Ela já visitou a região três vezes e, em julho, iniciou a aplicação de 200 questionários a turistas que interagiram com botos em dois locais, o Recanto do Boto (em Novo Airão, à beira do Rio Negro) e a Pousada Uacari (na Reserva de Desenvolvimento Sustentável Mamirauá), ambos no Amazonas. Sem interferência dos proprietários desses estabelecimentos ou de seus instrutores, os turistas relatam exatamente o que fizeram e se tocaram, alimentaram ou nadaram com os animais, entre outras questões.

Segundo ela, em função do hábito é difícil pensar num modelo de interação entre humanos e botos que não inclua o contato físico, daí a preocupação em evitar que essa prática seja disseminada em outros locais onde a atividade é realizada. “É importante que mais animais não sejam acostumados a isso. Só o ventre dele deve ser tocado, pois o contato no dorso o incomoda e nele está o orifício respiratório. O melão, órgão ecolocalizador que fica na cabeça, também é muito sensível e os dentes podem ferir”, diz.

Entidades como o Instituto Chico Mendes de Conservação da Biodiversidade e o Ibama vêm estabelecendo diretrizes que ajudarão na regulamentação dessa atividade turística, vital para a assegurar mínima qualidade de vida aos animas que já estão habituados ao contato humano. “A alimentação descontrolada afeta a habilidade de caça do animal e pode causar danos à saúde dele, como obesidade e doenças provocadas pelo acondicionamento incorreto do alimento até o momento da visitação”, observa Mariana.

(foto: Danielle Carvalho/Divulgação)
(foto: Danielle Carvalho/Divulgação)
Três perguntas para...


Luiz Cláudio Pinto de Sá Alves
biólogo e doutorando pela Universidade do Estado do Rio de Janeiro

O boto está em extinção? Há registro de crescimento ou diminuição da população em certas áreas?
Atualmente, o boto está classificado pela International Union for Conservation of Nature (IUCN) como espécie com deficiência de dados depois de ter figurado entre 1988 e 1996 como espécie vulnerável no livro Lista vermelha de animais ameaçados, elaborado pela mesma instituição. Contudo, a IUCN esclarece que as espécies classificadas com deficiência de dados devem receber a mesma atenção que as espécies ameaçadas até que um estudo de risco de extinção seja realizado. Na maioria de sua área de distribuição não há estudos realizados sobre o tamanho de população da espécie. Mas, em alguns locais onde há estudos, sabe-se que a caça para uso como isca ou a matança indiscriminada de botos causam diminuição nas populações.

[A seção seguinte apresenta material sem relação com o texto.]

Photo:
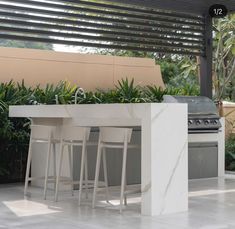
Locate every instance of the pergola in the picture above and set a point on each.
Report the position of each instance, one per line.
(169, 26)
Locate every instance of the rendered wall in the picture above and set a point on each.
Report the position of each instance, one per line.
(87, 71)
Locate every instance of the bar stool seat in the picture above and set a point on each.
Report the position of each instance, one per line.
(42, 134)
(75, 136)
(116, 138)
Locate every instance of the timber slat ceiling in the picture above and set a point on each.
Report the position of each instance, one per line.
(102, 24)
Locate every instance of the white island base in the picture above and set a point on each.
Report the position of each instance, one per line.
(164, 144)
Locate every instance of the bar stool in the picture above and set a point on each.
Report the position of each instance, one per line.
(75, 136)
(42, 134)
(118, 138)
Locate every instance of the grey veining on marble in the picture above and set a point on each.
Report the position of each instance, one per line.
(211, 206)
(163, 133)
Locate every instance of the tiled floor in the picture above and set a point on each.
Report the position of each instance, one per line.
(211, 205)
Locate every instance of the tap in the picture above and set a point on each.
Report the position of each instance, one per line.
(79, 91)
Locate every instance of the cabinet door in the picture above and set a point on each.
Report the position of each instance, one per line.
(203, 160)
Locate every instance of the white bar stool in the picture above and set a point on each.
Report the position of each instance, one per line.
(75, 136)
(44, 135)
(118, 138)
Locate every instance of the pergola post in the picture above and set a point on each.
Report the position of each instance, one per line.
(206, 61)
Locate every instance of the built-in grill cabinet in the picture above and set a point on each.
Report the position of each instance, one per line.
(203, 121)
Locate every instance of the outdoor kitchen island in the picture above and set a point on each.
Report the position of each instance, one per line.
(164, 144)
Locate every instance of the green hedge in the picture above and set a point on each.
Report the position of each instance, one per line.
(14, 132)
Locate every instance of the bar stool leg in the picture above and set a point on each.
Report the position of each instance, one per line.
(70, 151)
(105, 175)
(59, 171)
(123, 176)
(97, 171)
(86, 174)
(81, 172)
(47, 167)
(125, 198)
(28, 167)
(54, 164)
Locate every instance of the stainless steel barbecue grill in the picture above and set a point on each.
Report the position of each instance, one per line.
(205, 139)
(202, 113)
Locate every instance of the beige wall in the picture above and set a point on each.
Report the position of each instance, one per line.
(87, 71)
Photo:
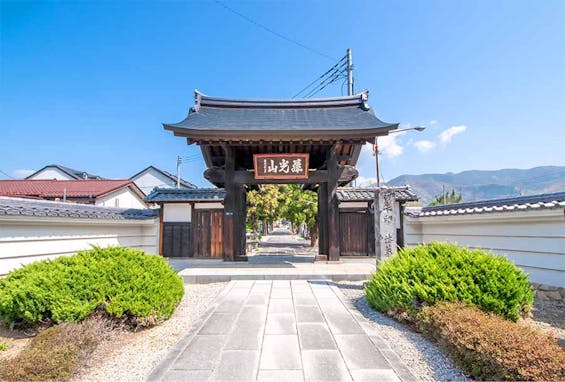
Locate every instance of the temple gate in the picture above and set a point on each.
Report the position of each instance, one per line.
(313, 142)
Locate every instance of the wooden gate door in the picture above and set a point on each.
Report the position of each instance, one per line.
(207, 233)
(354, 227)
(217, 233)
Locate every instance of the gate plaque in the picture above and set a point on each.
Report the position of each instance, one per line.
(281, 166)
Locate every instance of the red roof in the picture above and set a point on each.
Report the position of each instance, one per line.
(39, 188)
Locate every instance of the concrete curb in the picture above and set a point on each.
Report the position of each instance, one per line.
(213, 278)
(381, 345)
(161, 369)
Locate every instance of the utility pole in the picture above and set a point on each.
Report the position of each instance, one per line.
(179, 161)
(349, 73)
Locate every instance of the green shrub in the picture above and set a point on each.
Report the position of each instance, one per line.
(126, 283)
(56, 353)
(436, 272)
(489, 347)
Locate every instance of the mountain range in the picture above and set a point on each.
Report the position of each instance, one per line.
(483, 185)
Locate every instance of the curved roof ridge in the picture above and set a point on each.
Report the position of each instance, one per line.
(354, 100)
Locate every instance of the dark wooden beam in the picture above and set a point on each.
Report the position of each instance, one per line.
(333, 207)
(323, 219)
(229, 205)
(217, 175)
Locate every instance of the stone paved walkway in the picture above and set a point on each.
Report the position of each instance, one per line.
(282, 330)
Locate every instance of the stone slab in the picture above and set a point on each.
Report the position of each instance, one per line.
(237, 365)
(324, 365)
(201, 354)
(280, 376)
(373, 375)
(280, 323)
(315, 336)
(359, 352)
(308, 314)
(280, 352)
(218, 323)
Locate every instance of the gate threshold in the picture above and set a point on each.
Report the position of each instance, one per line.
(206, 271)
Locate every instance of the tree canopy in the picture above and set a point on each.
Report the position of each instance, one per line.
(447, 198)
(274, 202)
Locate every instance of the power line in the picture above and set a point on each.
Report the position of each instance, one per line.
(327, 82)
(322, 81)
(258, 24)
(9, 176)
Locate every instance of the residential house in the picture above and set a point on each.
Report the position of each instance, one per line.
(109, 193)
(152, 177)
(58, 172)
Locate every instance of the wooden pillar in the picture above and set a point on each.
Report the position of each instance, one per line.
(333, 207)
(229, 205)
(240, 214)
(323, 219)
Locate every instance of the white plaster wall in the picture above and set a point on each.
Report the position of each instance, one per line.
(208, 206)
(122, 198)
(27, 239)
(353, 204)
(533, 240)
(150, 179)
(52, 173)
(177, 212)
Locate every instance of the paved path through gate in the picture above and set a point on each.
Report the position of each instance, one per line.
(285, 331)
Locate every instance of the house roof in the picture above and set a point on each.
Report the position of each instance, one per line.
(335, 118)
(352, 194)
(183, 182)
(27, 207)
(76, 174)
(520, 203)
(186, 195)
(38, 188)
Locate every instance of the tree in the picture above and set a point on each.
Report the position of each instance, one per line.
(301, 207)
(274, 202)
(264, 206)
(447, 198)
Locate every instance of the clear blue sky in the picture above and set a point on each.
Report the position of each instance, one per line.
(88, 84)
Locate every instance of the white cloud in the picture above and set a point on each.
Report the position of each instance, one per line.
(389, 146)
(446, 135)
(22, 173)
(424, 146)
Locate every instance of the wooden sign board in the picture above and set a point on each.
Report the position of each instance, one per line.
(281, 166)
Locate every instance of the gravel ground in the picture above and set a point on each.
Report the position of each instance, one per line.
(132, 356)
(549, 316)
(424, 358)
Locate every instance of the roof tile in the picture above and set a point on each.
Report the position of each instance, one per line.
(41, 208)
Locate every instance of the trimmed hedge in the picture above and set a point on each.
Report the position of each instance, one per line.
(126, 283)
(489, 347)
(436, 272)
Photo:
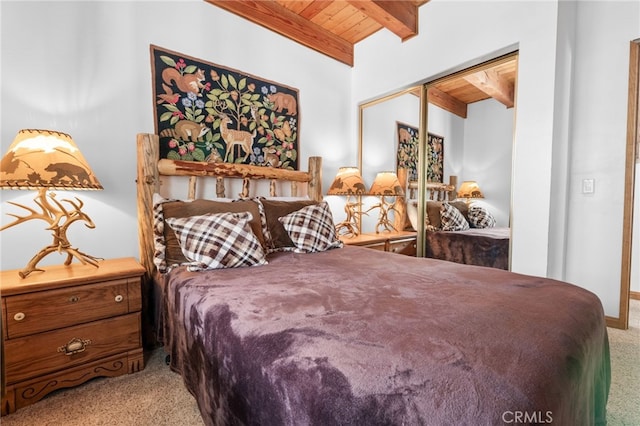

Qual é a principal ameaça ao animal? Por quê?
A espécie encontra diversas ameaças no Brasil, entre elas o uso de suas carcaças como isca em atividades de pesca e a matança indiscriminada devido a lendas regionais, conflitos com atividades de pesca (captura e morte acidental em redes), aumento no tráfego de embarcações, perda e degradação de seu habitat, mortalidade em projetos de prospecção de petróleo e construção de hidrovias e barragens e aumento de atividades turísticas potencialmente causadoras de impactos negativos aos animais. Na região de Manacapuru (AM), os botos são extremamente indesejados, até mesmo odiados, sendo considerados uma peste devido ao fato de atrapalharem atividades de pesca. A mais recente e talvez maior ameaça é seu uso como isca para a pesca da piracatinga, peixe que tem sido muito exportado para a Colômbia na última década.

Sobre o contato entre boto e turista, há uma maneira ideal para que essa relação ocorra? Quais são os pontos negativos e positivos dessa atividade?
O maior ponto positivo é o fato de os botos serem vistos como atrativo turístico, percebidos pela população local como fonte de renda. Isso pode mudar a percepção negativa que as pessoas da região têm da espécie. Os maiores pontos negativos são o fato de os animais comerem peixes mortos (quando só comem vivos), o risco de contraírem doenças de humanos e diversas alterações comportamentais, como aumento na agressividade, mudanças na estrutura social e dependência de alimento dado pelo ser humano. Fora os riscos para os seres humanos, que podem se machucar, pegar doenças e acreditar que condicionar animais silvestres ao contato humano através da alimentação artificial é correto. Seria necessário implementar um programa de educação para que turistas aprendam a apreciar somente comportamentos naturais, tornando-se parte de atividade turística sustentável.